Tout cela ne serait pas si grave s’il ne s’agissait que de fumées ou de gouttes de pluie. Cette position, dos tourné à la personne qui pousse, coupe l’enfant de la vision de cette personne, et c’est là où le bât blesse. Ce changement va à l’encontre de toutes les constatations faites sur la construction psychique. L’ensemble des cliniciens s’accorde aujourd’hui sur le fait que c’est à partir d’un détachement progressif que l’enfant opère vis-à-vis de sa mère qu’il prend conscience de son unité psychique. C’est une lente démarche, initiée par la coupure du cordon ombilical à la naissance et qui se poursuit par des étapes d’éloignement qui scandent le développement de l’autonomie de l’enfant : le sevrage, le stade du miroir, l’apprentissage de la verticalité, la marche, etc.


Cette construction est soutenue par la présence affective et langagière de l’entourage proche. Le lien physique à la mère est à la fois le lieu d’ancrage du moi de l’enfant et le fil conducteur qui va lui permettre de prendre confiance en lui dans sa rencontre avec le monde et les autres.
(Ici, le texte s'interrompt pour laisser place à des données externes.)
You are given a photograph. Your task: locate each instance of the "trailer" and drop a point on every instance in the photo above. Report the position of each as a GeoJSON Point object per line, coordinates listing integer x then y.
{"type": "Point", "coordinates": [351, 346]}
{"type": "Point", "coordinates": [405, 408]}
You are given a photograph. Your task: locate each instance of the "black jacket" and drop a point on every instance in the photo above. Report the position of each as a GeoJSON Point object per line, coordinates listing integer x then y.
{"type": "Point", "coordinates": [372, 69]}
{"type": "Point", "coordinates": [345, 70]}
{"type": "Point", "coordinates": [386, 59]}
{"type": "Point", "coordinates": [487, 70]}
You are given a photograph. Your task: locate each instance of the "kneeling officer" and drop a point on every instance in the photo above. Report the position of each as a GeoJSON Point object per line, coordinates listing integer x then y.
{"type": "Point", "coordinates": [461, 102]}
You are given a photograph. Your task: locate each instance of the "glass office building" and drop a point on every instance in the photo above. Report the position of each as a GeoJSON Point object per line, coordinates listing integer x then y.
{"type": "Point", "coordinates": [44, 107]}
Dans cette construction, le lien visuel est capital : il permet à l’enfant qui commence à s’éloigner (notamment lorsqu’il joue avec d’autres enfants dans un parc par exemple) de vérifier la présence rassurante et d’éprouver sa propre unité sans angoisse. La brutale suppression de ce lien visuel provoquée par le changement de posture des poussettes met en demeure l’enfant de devoir affronter l’inconnu qui se présente à lui dans une solitude redoutable. Cette épreuve ne devrait pas avoir lieu (si tant est qu’elle soit utile) avant l’âge de 3 ans, âge où l’enfant est supposé avoir un noyau du moi suffisamment élaboré pour pouvoir imaginer le retour de la mère, par exemple lorsqu’il est à l’école.
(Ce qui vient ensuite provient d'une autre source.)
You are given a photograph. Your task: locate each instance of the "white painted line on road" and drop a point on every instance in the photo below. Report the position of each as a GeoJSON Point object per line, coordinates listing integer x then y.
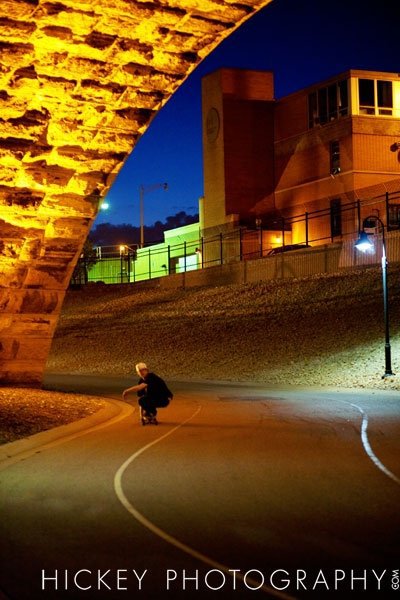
{"type": "Point", "coordinates": [166, 536]}
{"type": "Point", "coordinates": [367, 445]}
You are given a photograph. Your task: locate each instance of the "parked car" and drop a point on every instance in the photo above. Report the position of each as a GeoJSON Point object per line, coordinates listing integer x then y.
{"type": "Point", "coordinates": [288, 248]}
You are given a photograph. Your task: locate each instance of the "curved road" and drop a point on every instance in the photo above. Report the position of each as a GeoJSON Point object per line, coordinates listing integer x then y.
{"type": "Point", "coordinates": [240, 492]}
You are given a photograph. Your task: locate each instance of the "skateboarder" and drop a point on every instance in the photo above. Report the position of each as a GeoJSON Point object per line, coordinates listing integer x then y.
{"type": "Point", "coordinates": [152, 393]}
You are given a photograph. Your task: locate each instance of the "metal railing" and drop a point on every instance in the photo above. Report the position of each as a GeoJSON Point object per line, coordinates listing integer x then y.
{"type": "Point", "coordinates": [324, 226]}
Lors des promenades dans ces nouvelles poussettes, même si la mère ou la personne qui pousse l’enfant se signale par des paroles, le lien est malgré tout interrompu et l’enfant n’est pas encore en mesure de coordonner toutes les informations qui lui parviennent. C’est en effet, le sens de la vue et l’image qui opèrent cette première cohérence unitaire autour de l’enfant. Le traumatisme occasionné par ces situations pourra être minimisé, voire compensé par une présence aimante et équilibrée autour de lui. Mais nous savons aujourd’hui que les meilleures volontés manifestées dans l’accueil d’un enfant sont quelquefois insuffisantes à pallier les désordres inconscients qui s’immiscent dans les relations. On imagine avec effroi les conséquences que vont avoir ces promenades dans ces poussettes chez des enfants fragilisés.
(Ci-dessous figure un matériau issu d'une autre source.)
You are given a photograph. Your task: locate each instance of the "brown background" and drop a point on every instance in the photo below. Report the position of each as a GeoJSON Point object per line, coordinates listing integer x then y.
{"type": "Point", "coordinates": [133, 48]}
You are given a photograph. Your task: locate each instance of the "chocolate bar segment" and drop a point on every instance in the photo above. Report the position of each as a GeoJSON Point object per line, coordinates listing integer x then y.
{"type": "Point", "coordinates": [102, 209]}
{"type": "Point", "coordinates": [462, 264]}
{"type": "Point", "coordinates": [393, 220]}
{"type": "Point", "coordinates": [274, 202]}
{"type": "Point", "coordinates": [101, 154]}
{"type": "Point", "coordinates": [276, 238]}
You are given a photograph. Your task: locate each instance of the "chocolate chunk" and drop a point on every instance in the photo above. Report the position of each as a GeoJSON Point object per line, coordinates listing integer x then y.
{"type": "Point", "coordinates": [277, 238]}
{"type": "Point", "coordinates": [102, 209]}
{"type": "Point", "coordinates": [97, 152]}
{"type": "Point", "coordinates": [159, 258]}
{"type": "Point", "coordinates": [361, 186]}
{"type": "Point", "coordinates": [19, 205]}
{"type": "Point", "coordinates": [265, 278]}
Par ailleurs, pourquoi imposer à des enfants des épreuves sans aucun fondement alors qu’il est si simple de trouver un accord entre le design des poussettes, leur légèreté, leur confort et un positionnement conforme au besoin de l’enfant ? Les poussettes «ancienne formule» sont aujourd’hui difficiles à trouver, mais j’invite toutes les mamans à imposer aux constructeurs leur bon sens.